Clearly, there’s a fine line between nuisance and tragedy when it comes to bears, so wildlife agencies across the country are stepping up efforts to stop people from feeding bears, inadvertently or on purpose. A couple of years ago, the town of Snowmass, Colorado, mandated bear-proof trash containers to discourage curious local bruins, says Colorado Division of Wildlife spokesman Todd Malmsbury. “If people want to have wildlife,” he says, “they have to learn to live with it.”

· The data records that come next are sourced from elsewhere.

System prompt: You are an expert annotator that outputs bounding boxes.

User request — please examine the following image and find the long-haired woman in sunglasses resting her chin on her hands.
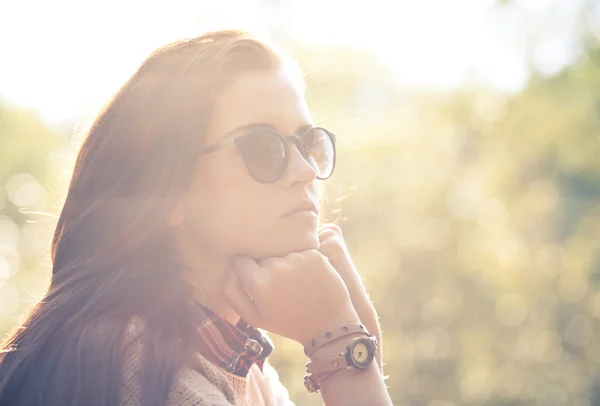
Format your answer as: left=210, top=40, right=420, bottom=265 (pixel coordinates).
left=0, top=31, right=391, bottom=406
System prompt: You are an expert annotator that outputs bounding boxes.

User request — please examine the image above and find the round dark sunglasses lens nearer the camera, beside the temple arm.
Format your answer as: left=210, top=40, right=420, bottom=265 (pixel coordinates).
left=235, top=130, right=285, bottom=183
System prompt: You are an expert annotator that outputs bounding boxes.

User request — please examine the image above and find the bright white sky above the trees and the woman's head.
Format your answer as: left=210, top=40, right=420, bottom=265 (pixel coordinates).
left=0, top=0, right=583, bottom=122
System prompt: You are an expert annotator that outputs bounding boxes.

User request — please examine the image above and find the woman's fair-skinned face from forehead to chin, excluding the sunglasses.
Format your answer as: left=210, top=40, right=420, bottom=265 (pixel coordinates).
left=176, top=70, right=319, bottom=258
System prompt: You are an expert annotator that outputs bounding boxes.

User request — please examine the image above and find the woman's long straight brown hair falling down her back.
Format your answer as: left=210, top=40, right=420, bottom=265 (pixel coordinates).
left=0, top=31, right=283, bottom=406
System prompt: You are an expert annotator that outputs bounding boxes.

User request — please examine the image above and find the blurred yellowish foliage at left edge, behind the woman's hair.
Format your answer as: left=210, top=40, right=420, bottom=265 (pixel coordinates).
left=0, top=103, right=68, bottom=333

Of course, there’s more wildlife to live with in some areas than others. In the sixties, the Smoky Mountains had about 300 black bears. Now the region boasts 1,500—the result, in part, of several years of good acorn crops, according to Mike Pelton, professor emeritus of wildlife science at the University of Tennessee. The black bear population in the southern Appalachians exploded in the early nineties, says Pelton, former head of the world’s longest-running bear study. “It’s higher than we’ve ever seen it.” Pelton and his team had previously trapped and tagged the bear that killed Glenda Ann Bradley, which had shown no prior nuisance behavior, and Pelton served on the National Park Service inquiry that looked into Bradley’s death. The inquest found that Bradley’s biggest mistake may have been to run from the bears; once she did that, according to Jason Houck, the park’s laconic chief ranger, the animals “plotted an intercept course, took her down, and fatally mauled her.” For that reason, Pelton was dismayed to hear one question repeatedly posed by the public in the uproar following Bradley’s death: If a bear attacks, aren’t you supposed to play dead? Experts say that’s exactly the wrong thing to do with black bears; instead, they recommend fighting back with sticks or rocks while backing away. Similarly, running from any bear is not a good idea.
Perhaps the most essential piece of knowledge is that serious black bear attacks are almost always predacious. While grizzlies will attack to defend cubs, their territory, or a carcass they’re feeding on, black bears are probably more interested in food, the intended meal being you. Since many day hikers think of black bears as relatively harmless, John Hechtel, a bear biologist in Canada’s Yukon Territory, is producing a new video in partnership with the International Association for Bear Research and Management, Staying Safe in Bear Country, to be distributed in the coming months to national parks. The video aims to teach the public sophisticated tactical advice to replace the old—and misleading—adage, “If it’s brown, lie down; if it’s black, fight back.” (In addition to the tips above, for example, campers should avoid areas where bears are habituated to human food and not trust that a black bear won’t be brown in color.)
Hechtel allows that attacks are complex, often ambiguous events: “You can’t do science on bear attacks. You can’t roll back the film of a mauling and say, ‘This time, don’t shout, don’t wave your arms.'” But given how incredibly tolerant black bears really are, Hechtel says, it was hard to find footage of aggressive behavior. His ultimate advice is to put the horror stories in perspective and realize that bears “are a lot more like dogs than like some kind of mythological critters who are out there waiting to kick human butt.”